Als genoeg mensen vaccinatie blijven weigeren, zoals Magali, zijn we allemaal minder veilig. Maar zij zal niet van gedachten veranderen. Zou haar houding de mijne beïnvloeden? Het had gekund, maar het is niet gebeurd.
In sommige landen beginnen de richtlijnen willekeurig te lijken omdat ze meebewegen met het aantal besmettingen. Een Belgisch vriendin vertelde me bijvoorbeeld dat ze haar geloof verloor toen de limiet voor bijeenkomsten in de buitenlucht werd verhoogd naar tien personen maar daarna snel weer daalde tot vier.
‘Geen wonder dat jonge mensen zich gedragen alsof we terug zijn in 2019’
Geen wonder dat jonge mensen, van wie de overgrote meerderheid niet is ingeënt, niet langer voorzichtig willen zijn en zich gedragen alsof we terug zijn in 2019. Het is alweer zo lang geleden in hun korte leven dat ze niet hebben kunnen feesten, kussen en dansen. Kun je het ze kwalijk nemen?
Voor mijn generatie, de babyboomers, van in de zestig en ouder, draait de angst iets te missen vooral om niet te kunnen reizen. Het plotselinge stilvallen van onze tweede jeugd doet de drang nog sterker gevoelen om de dromen van ons leven waar te maken. Voor veel mensen komt dat neer op het afwerken van een lijst met bestemmingen, iets wat nu een stuk moeilijker is geworden.
Natuurlijk is dat niet zo moeilijk als 24 uur per dag vastzitten als legbatterijkippen in een klein appartement, thuiswerkend te midden van kinderen en huisdieren. Maar voor de Europese middenklasse is de vrijheid om grenzen over te kunnen steken fundamenteel en bijna net zo gewoon als het nemen van de metro of de bus.

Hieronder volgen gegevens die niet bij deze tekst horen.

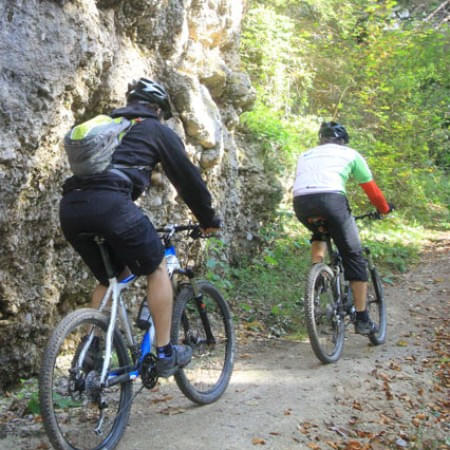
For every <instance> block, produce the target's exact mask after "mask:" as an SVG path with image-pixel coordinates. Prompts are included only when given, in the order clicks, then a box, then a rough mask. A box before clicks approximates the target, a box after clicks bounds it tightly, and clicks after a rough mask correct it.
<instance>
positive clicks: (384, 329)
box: [367, 267, 387, 345]
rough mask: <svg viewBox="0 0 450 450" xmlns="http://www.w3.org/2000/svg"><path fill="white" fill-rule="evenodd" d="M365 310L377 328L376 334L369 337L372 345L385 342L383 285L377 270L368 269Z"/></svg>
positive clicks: (386, 327) (373, 269) (383, 297)
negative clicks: (384, 341)
mask: <svg viewBox="0 0 450 450" xmlns="http://www.w3.org/2000/svg"><path fill="white" fill-rule="evenodd" d="M367 310H368V311H369V316H370V318H371V320H372V321H373V322H374V323H375V325H376V326H377V332H376V333H372V334H370V335H369V339H370V342H372V344H374V345H380V344H383V343H384V341H385V340H386V328H387V319H386V302H385V300H384V292H383V284H382V283H381V279H380V276H379V275H378V272H377V269H376V268H375V267H374V268H373V269H370V280H369V283H368V286H367Z"/></svg>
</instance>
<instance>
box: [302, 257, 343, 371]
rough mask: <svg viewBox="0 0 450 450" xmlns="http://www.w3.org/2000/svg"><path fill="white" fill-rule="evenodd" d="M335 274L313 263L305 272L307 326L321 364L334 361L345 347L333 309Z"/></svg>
mask: <svg viewBox="0 0 450 450" xmlns="http://www.w3.org/2000/svg"><path fill="white" fill-rule="evenodd" d="M333 285H334V273H333V271H332V270H331V268H330V267H329V266H327V265H326V264H322V263H321V264H315V265H314V266H313V267H312V268H311V270H310V271H309V274H308V280H307V283H306V294H305V316H306V328H307V331H308V335H309V340H310V343H311V347H312V349H313V351H314V353H315V355H316V356H317V358H318V359H319V360H320V361H321V362H322V363H324V364H329V363H333V362H336V361H337V360H338V359H339V358H340V356H341V354H342V350H343V347H344V334H345V327H344V321H343V319H342V318H341V317H340V315H339V311H336V299H335V293H334V289H333Z"/></svg>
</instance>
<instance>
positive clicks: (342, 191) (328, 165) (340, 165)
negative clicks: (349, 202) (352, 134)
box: [294, 144, 372, 197]
mask: <svg viewBox="0 0 450 450" xmlns="http://www.w3.org/2000/svg"><path fill="white" fill-rule="evenodd" d="M350 176H353V177H354V178H355V180H356V181H357V182H358V184H362V183H367V182H369V181H372V173H371V172H370V169H369V166H368V165H367V162H366V160H365V159H364V158H363V157H362V156H361V155H360V154H359V153H358V152H357V151H356V150H354V149H352V148H350V147H346V146H344V145H337V144H324V145H319V146H318V147H314V148H312V149H310V150H307V151H306V152H305V153H302V154H301V155H300V156H299V158H298V162H297V172H296V176H295V182H294V197H297V196H299V195H307V194H317V193H321V192H342V193H344V194H345V185H346V183H347V180H348V178H349V177H350Z"/></svg>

Het recht verliezen om ergens heen te kunnen gaan, veroorzaakt frustraties die grenzen aan depressie.
Geen zin
Maar hoezeer ik er ook naar verlang om weer op reis te kunnen gaan, ik heb geen zin om me naar het vliegveld te haasten, urenlang in rijen te moeten staan die nu nog langer zijn door coronatesten en te worstelen met al het papierwerk dat benodigd is om aan boord van een vliegtuig te mogen, met boven dat alles de zware dreiging van een mogelijke quarantaine bij terugkomst.
‘Omhelzen of niet omhelzen, dat is de vraag’
Kijk maar naar de relatie tussen mijn geboorteland, Groot-Brittannië, en Frankrijk, mijn geadopteerde thuis. Het Verenigd Koninkrijk, dat meer coronasterfgevallen per hoofd van de bevolking heeft gehad dan bijna overal elders in Europa, blijft Frankrijk behandelen als een door pest geteisterde gevarenzone. En de Fransen slaan terug nu Groot-Brittannië ondanks massale vaccinaties worstelt met de Delta-variant.
Volledig gevaccineerde vrienden die deze maand van Frankrijk naar Londen moesten reizen, moesten bijna 1500 euro per stel betalen voor drie sets verplichte testen, en daarna moesten ze nog een week in quarantaine na aankomst in het Verenigd Koninkrijk. Dat maakt reizen tot een straf plus opsluiting, en niet tot een plezier.
Of ik moet blijven of moet gaan, is op dit moment niet zo’n moeilijke keuze. Maar omhelzen of niet omhelzen, dat is de vraag.’